Uma carta de resposta dos judeus que não riram

Roberto Tardelli achou por bem utilizar o espaço de que dispõe para ensinar como os judeus devem se comportar. Para dizer o que devem fazer ou deixar de fazer. Para indicar de que forma devem resistir ao fascismo, que vai ganhando terreno na sociedade brasileira. Sabe o nome disso?

Por Daniel Douek, do Justificando 

O autor vai além. Despreza os judeus que resistiram. Os coloca do mesmo lado daqueles que riram. Afirma que sua contribuição foi a de “elevar ainda mais o tom do genocida palestrante”.

Protesto em frente ao Clube A Hebraica, do Rio de Janeiro. Foto: Ramon Aquim/Mídia NINJA.

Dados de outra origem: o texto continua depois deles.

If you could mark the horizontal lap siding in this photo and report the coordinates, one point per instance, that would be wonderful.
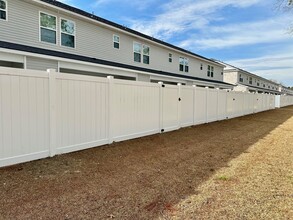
(93, 40)
(41, 64)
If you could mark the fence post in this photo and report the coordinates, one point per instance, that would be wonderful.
(52, 111)
(194, 103)
(179, 104)
(110, 108)
(161, 123)
(218, 94)
(207, 103)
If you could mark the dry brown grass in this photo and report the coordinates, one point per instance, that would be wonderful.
(234, 169)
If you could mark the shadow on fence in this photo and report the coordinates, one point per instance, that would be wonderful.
(136, 179)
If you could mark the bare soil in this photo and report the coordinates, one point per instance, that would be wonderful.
(233, 169)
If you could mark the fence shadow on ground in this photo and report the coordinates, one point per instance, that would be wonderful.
(136, 179)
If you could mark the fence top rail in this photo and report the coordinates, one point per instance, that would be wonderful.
(135, 83)
(23, 73)
(67, 76)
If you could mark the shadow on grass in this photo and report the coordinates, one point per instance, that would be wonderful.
(136, 179)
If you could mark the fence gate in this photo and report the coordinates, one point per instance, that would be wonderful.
(170, 112)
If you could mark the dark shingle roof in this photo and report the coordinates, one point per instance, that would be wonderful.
(24, 48)
(113, 24)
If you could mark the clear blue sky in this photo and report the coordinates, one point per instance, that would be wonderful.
(250, 34)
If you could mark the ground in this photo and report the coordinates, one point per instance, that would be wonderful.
(234, 169)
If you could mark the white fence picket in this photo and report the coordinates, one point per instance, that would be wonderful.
(47, 113)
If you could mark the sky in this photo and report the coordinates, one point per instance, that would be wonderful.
(249, 34)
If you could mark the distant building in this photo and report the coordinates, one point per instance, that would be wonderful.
(44, 34)
(246, 81)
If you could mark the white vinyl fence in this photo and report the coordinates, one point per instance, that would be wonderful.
(46, 113)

Quer dizer que as baboseiras criminosas que o inominável deputado vomitava para uma plateia de gente preconceituosa são de responsabilidade dos judeus, e só dos judeus? Que os judeus que resistiam “nada mais faziam do que sua obrigação”? Que os judeus “deveriam ter invadido o recinto e esmurrado” aquela gente?

E por quê? Por causa de sua história?

Aqui entre nós, talvez seja o caso de dizer o óbvio: campo de concentração não é escola de direitos humanos. Ao contrário, desumaniza; corrói corações, mentes e almas; dilacera a fé nos homens e na própria possibilidade de humanidade; deixa marcas indeléveis, que perduram mesmo entre gerações que não vivenciaram o extermínio; não é atalho para a vida digna, mas um obstáculo a ser transposto.

Deviam os judeus ter aprendido algo? Os judeus? O equívoco da pressuposição está na transferência, às vítimas, da responsabilidade pelo aprendizado, seja lá do que for.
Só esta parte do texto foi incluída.